Quantum-Compute All that stands between today’s “strong” encryption and a total breakdown of security on the internet is the fact that brute force methods for cracking keys simply take too long. But quantum computers don’t process problems serially – they “sift” to find immediate solutions to mathematically hard problems. Therefore, the existence of a practical quantum computer could have huge ramifications for virtually all systems that rely on hard encryption for security (your online banking system, for example). Though still largely theoretical, the day of reckoning for traditional encryption is starting to look a little closer.

New Scientist: A new silicon chip capable of manipulating the spin of a single electron could ultimately allow futuristic quantum computers to be built using conventional electronic technology, researchers say. A quantum bit, or “qubit”, is analogous to the bits used in conventional computers. But, instead of simply switching between two states, representing “0” and “1”, quantum physics permits a qubit to exist in more than one state simultaneously, until its state is measured.

As it stands, human brains are slow, but compute in a massively parallel fasion. Computers are very fast, but pretty much attack problems serially (have to process one instruction at a time). Combine a computer’s inherent speed with publicly-available massively parallel computing (still theoretical, but on the horizon), factor in the infallibility of computer memory compared to human memory, and the world changes in ways we can’t begin to imagine. (cf: Kurzweil’s The Age of Spiritual Machines).

via Paul Conant

Music: The Seeds :: 900 Million People Daily

Garbage Scout

Useful, enviro-friendly use of the Google Maps API: Garbage Scout. See something useful being thrown out? Snap a pic with your cell phone and email it (again from your phone) to garbagescout.com, along with the address. An image of the item appears on a Goog map along with location details so others can come snag it. Currently available in New York, San Francisco, and Philly. Can’t decide whether the site needs design help or is in keeping with the subject matter.

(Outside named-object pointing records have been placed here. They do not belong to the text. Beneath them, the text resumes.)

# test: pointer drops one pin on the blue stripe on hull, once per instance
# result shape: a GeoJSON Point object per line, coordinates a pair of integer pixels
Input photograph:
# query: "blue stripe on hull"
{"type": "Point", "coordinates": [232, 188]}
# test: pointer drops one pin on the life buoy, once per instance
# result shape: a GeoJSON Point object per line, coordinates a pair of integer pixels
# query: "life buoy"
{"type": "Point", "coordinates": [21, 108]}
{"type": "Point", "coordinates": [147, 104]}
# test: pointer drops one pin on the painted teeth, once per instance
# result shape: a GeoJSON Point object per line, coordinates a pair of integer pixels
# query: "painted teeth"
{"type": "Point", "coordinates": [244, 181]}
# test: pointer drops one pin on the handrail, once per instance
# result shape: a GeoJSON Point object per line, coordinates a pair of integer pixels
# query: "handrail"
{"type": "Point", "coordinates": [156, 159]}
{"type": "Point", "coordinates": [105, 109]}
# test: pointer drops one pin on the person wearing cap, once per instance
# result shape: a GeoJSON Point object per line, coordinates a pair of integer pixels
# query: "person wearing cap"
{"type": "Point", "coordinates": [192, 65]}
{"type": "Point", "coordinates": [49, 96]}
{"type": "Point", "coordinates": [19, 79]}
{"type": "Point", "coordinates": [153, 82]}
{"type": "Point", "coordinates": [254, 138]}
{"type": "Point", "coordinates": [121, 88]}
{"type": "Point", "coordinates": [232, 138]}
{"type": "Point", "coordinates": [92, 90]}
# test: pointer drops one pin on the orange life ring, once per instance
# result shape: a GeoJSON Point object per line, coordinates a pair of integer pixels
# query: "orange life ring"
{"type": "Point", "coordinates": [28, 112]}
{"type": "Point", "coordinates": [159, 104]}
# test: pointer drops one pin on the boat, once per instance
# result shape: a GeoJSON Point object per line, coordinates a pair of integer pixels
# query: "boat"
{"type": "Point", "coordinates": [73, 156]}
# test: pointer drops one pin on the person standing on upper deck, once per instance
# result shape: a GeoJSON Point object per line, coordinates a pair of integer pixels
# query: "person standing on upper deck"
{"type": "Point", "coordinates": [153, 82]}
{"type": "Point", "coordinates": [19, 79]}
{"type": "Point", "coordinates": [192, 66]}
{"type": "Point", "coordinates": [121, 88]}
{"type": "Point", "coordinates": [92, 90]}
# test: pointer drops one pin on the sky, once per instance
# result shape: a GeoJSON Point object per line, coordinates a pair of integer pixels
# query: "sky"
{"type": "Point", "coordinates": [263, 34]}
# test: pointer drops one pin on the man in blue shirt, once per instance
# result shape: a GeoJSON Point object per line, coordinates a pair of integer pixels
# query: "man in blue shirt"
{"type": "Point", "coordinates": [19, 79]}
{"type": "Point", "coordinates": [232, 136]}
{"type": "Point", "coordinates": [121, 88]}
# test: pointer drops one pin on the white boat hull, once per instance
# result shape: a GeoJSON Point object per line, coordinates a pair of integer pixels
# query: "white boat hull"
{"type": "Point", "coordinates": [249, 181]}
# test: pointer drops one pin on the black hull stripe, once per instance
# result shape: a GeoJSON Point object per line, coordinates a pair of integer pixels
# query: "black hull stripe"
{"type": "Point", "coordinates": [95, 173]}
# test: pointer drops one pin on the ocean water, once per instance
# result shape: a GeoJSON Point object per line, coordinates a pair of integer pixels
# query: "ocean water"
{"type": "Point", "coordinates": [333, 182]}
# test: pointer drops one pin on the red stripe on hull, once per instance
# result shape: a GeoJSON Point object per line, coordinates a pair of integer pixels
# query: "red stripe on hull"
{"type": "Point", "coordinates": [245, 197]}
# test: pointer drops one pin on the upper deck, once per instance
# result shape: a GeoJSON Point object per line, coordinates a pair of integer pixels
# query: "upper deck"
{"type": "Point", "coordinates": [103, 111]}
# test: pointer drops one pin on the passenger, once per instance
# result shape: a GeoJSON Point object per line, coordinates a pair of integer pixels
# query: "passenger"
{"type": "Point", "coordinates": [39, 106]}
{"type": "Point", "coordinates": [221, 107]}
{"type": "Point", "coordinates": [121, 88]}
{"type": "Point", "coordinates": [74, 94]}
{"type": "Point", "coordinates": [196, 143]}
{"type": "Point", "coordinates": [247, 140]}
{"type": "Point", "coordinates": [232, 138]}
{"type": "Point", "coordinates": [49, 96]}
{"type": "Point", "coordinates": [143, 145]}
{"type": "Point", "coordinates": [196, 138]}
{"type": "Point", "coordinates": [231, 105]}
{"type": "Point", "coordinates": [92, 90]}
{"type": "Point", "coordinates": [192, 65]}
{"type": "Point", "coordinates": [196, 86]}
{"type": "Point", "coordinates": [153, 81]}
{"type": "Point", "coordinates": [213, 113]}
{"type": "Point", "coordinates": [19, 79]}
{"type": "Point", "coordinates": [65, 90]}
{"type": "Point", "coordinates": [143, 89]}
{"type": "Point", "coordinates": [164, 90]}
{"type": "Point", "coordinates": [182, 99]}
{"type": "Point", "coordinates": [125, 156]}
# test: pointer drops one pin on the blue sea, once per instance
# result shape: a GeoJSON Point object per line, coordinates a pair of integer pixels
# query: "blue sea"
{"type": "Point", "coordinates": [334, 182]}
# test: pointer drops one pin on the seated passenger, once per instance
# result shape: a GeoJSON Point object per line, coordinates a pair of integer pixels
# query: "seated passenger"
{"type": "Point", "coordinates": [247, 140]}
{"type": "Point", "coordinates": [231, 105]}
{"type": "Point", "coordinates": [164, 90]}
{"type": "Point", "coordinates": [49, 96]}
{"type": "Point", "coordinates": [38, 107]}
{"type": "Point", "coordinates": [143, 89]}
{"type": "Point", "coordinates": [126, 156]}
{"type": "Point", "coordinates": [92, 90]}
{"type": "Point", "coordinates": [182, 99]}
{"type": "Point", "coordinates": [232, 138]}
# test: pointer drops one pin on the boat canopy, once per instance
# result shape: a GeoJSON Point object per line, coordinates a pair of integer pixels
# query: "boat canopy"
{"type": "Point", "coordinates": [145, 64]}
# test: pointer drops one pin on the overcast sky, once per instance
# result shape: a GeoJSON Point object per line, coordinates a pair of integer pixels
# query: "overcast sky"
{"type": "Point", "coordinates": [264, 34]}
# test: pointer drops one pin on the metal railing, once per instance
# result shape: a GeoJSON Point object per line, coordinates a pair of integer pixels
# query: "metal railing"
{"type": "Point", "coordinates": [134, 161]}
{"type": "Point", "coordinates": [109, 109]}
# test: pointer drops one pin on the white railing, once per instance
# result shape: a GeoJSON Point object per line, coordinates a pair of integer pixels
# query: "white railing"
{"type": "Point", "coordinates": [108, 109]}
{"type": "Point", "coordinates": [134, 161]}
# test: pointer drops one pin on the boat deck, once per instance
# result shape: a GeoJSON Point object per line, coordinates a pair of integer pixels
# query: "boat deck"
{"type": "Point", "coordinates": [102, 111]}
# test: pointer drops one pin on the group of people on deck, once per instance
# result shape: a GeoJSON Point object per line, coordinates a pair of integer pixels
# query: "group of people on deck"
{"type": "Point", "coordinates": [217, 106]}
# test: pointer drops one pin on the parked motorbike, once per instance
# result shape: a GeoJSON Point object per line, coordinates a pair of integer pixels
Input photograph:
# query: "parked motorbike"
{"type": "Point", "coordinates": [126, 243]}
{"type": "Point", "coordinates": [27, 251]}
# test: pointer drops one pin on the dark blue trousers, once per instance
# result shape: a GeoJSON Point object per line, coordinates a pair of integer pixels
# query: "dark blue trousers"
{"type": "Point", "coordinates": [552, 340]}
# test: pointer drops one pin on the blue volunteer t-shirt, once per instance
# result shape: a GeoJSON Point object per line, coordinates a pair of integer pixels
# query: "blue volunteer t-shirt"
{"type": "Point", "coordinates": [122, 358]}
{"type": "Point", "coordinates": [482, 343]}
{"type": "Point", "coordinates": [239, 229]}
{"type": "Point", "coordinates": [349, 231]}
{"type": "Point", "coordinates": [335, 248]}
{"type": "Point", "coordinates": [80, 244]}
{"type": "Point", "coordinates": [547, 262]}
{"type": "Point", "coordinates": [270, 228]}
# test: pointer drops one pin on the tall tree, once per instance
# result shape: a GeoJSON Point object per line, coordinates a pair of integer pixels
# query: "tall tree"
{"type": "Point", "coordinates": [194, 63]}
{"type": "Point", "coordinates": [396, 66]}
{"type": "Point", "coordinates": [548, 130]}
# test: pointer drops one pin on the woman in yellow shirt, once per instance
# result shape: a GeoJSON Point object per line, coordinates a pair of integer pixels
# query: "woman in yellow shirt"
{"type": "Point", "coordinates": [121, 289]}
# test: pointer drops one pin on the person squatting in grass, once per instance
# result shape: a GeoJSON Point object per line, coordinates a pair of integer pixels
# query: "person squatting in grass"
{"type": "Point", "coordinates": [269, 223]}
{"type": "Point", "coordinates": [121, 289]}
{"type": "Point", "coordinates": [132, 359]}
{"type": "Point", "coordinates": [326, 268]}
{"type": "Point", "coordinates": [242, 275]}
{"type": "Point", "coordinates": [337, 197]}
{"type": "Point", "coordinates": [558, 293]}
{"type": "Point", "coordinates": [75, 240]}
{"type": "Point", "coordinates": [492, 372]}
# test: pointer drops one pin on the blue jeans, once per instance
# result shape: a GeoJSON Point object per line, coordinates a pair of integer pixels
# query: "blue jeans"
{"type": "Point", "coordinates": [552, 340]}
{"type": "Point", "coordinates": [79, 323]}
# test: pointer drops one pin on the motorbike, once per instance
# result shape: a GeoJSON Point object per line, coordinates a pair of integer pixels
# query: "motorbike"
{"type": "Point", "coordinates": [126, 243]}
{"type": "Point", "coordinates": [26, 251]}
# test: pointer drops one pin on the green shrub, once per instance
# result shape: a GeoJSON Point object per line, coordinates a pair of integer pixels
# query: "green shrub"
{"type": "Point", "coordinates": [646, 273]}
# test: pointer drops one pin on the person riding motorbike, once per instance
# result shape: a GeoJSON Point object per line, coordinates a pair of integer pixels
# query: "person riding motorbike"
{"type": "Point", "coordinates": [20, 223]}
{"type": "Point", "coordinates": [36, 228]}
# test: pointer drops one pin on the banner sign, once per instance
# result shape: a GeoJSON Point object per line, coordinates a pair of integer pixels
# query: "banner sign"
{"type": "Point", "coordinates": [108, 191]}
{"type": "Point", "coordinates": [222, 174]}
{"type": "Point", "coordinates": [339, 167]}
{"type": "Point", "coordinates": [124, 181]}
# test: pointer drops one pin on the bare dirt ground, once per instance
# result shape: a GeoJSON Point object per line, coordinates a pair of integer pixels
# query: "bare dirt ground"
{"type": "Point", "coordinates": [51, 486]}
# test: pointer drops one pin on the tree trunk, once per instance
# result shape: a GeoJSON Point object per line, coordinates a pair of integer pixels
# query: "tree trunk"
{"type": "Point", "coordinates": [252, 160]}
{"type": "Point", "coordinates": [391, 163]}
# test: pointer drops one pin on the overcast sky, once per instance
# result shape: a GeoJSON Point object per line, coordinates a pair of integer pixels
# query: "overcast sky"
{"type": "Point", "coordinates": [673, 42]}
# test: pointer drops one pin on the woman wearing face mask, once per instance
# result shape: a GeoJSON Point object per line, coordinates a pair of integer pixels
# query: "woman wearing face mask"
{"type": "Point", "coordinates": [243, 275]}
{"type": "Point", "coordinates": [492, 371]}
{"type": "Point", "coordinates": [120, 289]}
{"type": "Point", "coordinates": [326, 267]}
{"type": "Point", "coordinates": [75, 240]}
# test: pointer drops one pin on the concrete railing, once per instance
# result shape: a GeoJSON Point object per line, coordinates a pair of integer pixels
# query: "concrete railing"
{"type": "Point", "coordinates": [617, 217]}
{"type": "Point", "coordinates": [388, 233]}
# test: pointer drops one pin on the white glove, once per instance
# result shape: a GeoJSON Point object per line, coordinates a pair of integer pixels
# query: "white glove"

Music: Eric Dolphy :: Improvisations and Tukras

Eno, Wright, Generative Systems

Posted back in 2002 about the Long Now Foundation – created by Stewart Brand to think about the very distant future of humanity. Their flagship project is the construction of a clock to last 10,000 years, which will chime once per century.

The foundation recently hosted a conversation between musician Brian Eno and game designer Will Wright (The Sims, Spore). Haven’t heard the whole thing yet, but the first half hour was fascinating — Eno and Wright mostly discussing generative systems — complexity arising from simple rules. Eno reminisces about the first time he heard Steve Reich perform a pair of tape loops — an inflection point in Eno’s career.

Reich took two identical 1.8-second audio segments and created identical loops out of them, strung them through two decks, and played one slightly slower than the other. Gradually the two segments went out of phase with one another, giving rise to complex and beautiful relationships. The pieces come back into sync 30 minutes later, and the piece ends. Objective correlative: Near the end of the work day, I watched sadly as the J-School hauled its last remaining reel-to-reel tape decks out to the electronic recycling bin, their usefulness behind them.

Wright talks about the Game of Life as a generative system giving rise to complex relationships from a base of a few simple rules, correlates to the Chinese game of Go, which also has very few rules but tremendous complexity. Eno demonstrates a version of “Life” that generates music from the ongoing relationships in the same game.

The conversation is downloadable as MP3 or Ogg/Vorbis, and is accesible through the SALT podcast.

Surfing around the longnow site this morning, arrived back at the homepage to find the face of my boss (Orville Schell) gazing back at me – no escape!

Eno has released a CD, Bell Studies for the Clock of the Long Now, which I haven’t yet heard. Still listening to Eno almost nightly, putting Miles to bed. It’s almost impossible to burn out on them.